By CATHY CARTER HARLEY charley@beaufortgazette.com 843-986-5512
Published Sunday, January 25, 2009 in The Beaufort Gazette  |  734 Words  |  features/lifetimes

Walking in the footsteps of a Lowcountry cotton planter in a house built circa 1790 isn't a daily occurrence for everyone but it is for Sidney and Deborah Ann Snelgrove, owners of Tombee Plantation.
"I personally have always gravitated to old things, used things, loved things, and this fit the bill," said Deborah, who finds Thomas B. Chaplin's era in the cotton industry and the part it played in the country's economy among the most interesting parts about the home the couple purchased in 2003.
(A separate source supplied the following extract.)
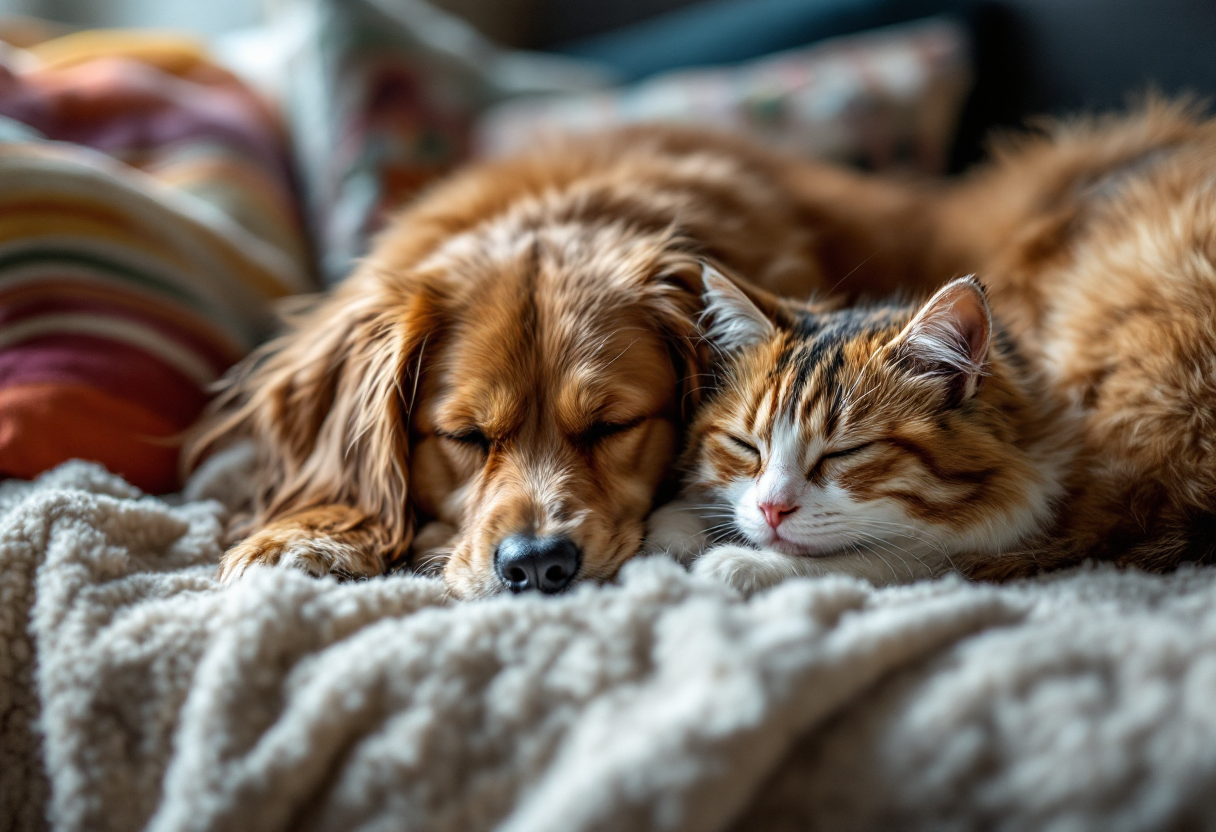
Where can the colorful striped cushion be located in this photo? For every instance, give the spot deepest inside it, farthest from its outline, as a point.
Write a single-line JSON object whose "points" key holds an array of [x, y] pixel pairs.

The two split their time between two landmarks: the St. Helena Island plantation, Tombee, which was made famous by the publication of the plantation journal of Chaplin (1822-1890) in the book "Tombee Portrait of A Cotton Planter" by Theodore Rosengarten, and their business, Sloppy Joe's Bar in Key West, Fla., popularized by patron Ernest Hemingway.
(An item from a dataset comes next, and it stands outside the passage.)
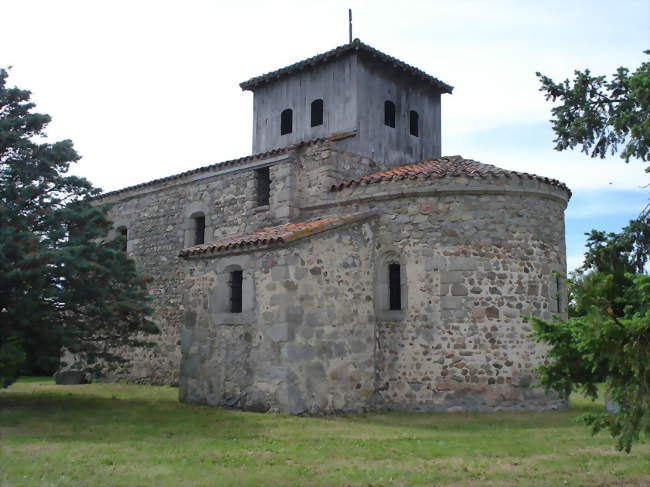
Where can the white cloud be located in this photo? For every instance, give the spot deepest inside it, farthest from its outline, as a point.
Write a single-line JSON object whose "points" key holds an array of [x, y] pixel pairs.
{"points": [[574, 261], [150, 88]]}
The couple is once again opening up the home for the ninth annual Historic Beaufort Foundation's Membership Oyster Roast to begin at 5 p.m. Friday.
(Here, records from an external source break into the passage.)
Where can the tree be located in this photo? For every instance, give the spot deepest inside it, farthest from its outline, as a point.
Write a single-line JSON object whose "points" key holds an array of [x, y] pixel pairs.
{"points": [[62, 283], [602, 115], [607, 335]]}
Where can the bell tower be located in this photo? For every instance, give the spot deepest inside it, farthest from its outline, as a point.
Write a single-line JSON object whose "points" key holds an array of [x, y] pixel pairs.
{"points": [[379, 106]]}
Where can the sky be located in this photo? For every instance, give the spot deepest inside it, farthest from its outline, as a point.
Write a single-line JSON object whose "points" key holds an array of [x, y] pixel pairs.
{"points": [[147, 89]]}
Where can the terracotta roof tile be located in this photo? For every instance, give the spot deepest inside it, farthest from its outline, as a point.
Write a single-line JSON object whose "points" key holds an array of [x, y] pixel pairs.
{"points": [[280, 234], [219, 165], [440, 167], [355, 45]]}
The final day to purchase tickets is Tuesday.
Last year, those who attended the oyster roast toured the house during deconstruction while the Snelgrove's enlisted Beekman Webb's company to reinstate the original footprint of the house.
This year, those attending the roast, with the help of docents, can see the finished work.
All of the floors and wall finishes (except the historic ones) were refinished and the colors are lighter now.
The floor color is lighter with the removal of paint buildup and plaster that was used to fill cracks. The exterior is now white.
"The owners are great," said Webb. "They love the house and do whatever they can to see that it lasts another 200 years. One of the important things they did is to insist that we rewire the house totally in metal conduit. We installed a new copper roof and put in all new plumbing and HVAC. All the floors and wall finishes (except the historic ones) have been redone. We did a lot of repair on the tabby foundation."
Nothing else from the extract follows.